Public Trust akan membawa pada kerja sama. Jika masyarakat percaya kepada pemerintah atau otoritas terkait, maka mereka akan bekerja sama untuk mengikuti protokol yang berlaku. Di satu sisi publik memang ingin percaya tapi sialnya informasi yang beredar di medsos begitu banyak yang tidak terkonfirmasi, hoax, misleading, dan terlalu memberikan “efek kejut yang beruntun” dari satu peristiwa ke peristiwa lainnya.
Sudah saatnya bagi kita untuk bervisi sama, yaitu persatuan dengan cara mengarahkan semua kepercayaan dan praktik kultural untuk membantu manusia Indonesia dalam beradaptasi dengan situasi yang tidak mudah kayak sekarang.
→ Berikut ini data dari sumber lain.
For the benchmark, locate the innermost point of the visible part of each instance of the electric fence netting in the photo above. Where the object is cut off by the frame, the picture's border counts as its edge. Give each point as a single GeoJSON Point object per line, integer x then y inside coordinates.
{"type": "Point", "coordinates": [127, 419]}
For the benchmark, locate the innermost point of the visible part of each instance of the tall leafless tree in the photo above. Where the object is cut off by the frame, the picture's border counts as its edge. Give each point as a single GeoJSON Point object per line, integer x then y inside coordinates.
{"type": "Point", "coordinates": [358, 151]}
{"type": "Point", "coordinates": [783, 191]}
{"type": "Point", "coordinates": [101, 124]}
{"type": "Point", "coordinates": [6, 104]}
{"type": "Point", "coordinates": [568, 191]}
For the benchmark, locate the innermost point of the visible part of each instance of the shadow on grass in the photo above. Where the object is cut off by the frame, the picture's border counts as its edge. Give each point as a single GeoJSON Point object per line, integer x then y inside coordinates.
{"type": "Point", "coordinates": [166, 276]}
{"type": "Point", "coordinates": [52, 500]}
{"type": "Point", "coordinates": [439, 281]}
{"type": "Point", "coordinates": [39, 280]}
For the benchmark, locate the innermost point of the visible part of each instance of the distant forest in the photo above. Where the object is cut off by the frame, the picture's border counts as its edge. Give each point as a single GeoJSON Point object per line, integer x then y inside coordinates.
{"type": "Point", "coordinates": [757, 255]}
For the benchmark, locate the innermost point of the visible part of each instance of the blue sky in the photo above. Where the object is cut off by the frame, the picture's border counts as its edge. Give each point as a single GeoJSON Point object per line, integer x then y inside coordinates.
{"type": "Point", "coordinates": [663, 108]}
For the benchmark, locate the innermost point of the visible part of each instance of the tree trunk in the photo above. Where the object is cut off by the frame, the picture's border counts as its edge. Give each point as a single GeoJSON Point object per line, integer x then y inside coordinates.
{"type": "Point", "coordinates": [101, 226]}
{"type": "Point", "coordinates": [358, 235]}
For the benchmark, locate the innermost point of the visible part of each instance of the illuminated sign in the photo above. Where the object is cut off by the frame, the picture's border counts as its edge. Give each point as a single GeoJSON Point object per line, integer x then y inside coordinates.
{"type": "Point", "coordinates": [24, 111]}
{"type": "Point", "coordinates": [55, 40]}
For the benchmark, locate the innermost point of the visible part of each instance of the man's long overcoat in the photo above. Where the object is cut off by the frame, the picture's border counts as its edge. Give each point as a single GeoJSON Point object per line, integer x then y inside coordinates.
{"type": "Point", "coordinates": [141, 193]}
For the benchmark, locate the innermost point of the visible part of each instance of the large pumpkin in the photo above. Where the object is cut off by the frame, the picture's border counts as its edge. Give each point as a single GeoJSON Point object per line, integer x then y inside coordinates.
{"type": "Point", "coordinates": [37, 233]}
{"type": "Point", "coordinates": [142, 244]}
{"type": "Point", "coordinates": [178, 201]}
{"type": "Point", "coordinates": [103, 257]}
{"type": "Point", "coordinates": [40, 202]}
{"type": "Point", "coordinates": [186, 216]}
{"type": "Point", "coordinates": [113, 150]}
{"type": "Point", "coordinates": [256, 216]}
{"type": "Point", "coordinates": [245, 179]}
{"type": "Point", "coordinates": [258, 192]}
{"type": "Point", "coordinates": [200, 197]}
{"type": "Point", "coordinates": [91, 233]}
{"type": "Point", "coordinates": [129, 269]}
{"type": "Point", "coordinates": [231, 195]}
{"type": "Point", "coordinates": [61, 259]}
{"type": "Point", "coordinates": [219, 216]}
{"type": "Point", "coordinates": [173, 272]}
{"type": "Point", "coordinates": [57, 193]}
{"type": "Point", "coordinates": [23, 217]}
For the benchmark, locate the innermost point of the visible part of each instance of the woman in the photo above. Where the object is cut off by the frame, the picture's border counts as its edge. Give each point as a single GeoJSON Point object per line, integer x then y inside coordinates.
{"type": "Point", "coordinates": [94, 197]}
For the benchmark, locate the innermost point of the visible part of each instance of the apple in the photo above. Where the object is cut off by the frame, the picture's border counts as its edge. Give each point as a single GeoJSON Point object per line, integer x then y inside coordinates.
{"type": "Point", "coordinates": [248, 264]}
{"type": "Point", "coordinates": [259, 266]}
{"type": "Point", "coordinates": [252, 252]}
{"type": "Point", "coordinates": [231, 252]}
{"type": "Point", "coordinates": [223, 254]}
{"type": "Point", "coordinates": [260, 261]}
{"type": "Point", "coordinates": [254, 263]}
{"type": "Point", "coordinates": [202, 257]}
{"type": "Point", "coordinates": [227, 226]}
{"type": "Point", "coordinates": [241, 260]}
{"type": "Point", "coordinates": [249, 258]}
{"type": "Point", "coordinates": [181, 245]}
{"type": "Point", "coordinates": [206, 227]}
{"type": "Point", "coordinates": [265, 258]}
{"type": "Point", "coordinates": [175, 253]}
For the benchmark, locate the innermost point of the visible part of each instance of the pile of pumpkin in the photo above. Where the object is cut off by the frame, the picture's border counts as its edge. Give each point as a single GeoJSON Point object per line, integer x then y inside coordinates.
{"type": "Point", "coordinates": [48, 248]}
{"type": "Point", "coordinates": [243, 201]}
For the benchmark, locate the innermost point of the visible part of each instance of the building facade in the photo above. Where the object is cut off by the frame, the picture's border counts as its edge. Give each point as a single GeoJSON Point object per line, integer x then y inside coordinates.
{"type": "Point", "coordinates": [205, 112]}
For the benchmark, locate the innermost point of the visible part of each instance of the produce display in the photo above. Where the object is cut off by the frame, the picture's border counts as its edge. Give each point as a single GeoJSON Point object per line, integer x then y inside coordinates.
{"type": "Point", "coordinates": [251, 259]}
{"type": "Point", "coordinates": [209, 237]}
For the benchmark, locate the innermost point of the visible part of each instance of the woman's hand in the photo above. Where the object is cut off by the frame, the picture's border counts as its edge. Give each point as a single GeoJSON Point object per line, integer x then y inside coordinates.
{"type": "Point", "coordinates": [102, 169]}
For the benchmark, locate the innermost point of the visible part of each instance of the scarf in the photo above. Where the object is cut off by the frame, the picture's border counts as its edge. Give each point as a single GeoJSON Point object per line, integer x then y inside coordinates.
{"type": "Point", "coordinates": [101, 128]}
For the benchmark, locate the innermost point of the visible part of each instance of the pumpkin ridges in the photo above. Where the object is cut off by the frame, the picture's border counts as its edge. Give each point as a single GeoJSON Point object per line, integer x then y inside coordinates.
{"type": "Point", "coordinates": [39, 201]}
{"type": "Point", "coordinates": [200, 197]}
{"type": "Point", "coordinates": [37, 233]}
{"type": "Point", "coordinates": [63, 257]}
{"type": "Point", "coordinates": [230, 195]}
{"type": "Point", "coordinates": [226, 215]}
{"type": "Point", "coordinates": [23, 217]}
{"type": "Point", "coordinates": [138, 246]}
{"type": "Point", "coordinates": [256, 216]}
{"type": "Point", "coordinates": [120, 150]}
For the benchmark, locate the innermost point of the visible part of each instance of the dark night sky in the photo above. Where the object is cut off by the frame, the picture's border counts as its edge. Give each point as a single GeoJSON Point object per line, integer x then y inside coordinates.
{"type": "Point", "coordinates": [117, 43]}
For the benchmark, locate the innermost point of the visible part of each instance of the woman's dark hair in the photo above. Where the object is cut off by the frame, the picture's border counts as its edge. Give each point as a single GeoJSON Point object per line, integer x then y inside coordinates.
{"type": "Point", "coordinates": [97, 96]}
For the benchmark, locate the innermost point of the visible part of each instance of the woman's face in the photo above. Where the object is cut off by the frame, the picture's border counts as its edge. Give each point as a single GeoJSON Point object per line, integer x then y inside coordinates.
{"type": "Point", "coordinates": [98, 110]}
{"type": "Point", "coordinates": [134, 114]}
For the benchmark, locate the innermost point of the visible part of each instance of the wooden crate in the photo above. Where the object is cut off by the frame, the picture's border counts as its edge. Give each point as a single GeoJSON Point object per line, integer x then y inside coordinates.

Semua perangkat kultural yang di 17.000-an pulau Indonesia dan ratusan etnik serta sekian banyak grup Whatsapp harus bersatu untuk menjaga ekosistem sosial-budaya kita tetap bersatu untuk menuntaskan masalah bersama.
Apa yang kita tulis di medsos, dalam praktik yang paling sederhana, nuansanya tetap pada persatuan dan semaksimal mungkin mengandung kabar baik. Tidak menyepelekan wabah misterius ini, tapi tidak juga terlalu menyebarkan cerita seram berlebihan yang bisa berdampak tidak sehat bagi psikologi sesama anak bangsa.
Menutup esai ini, saya ingin mengutip kalimat John R. Allen yang menarik: “If we’re going to war against the pandemic, we’re going to need everyone.” Jika kita berperang melawan pandemi, kita butuh semua orang. Ya, semua orang.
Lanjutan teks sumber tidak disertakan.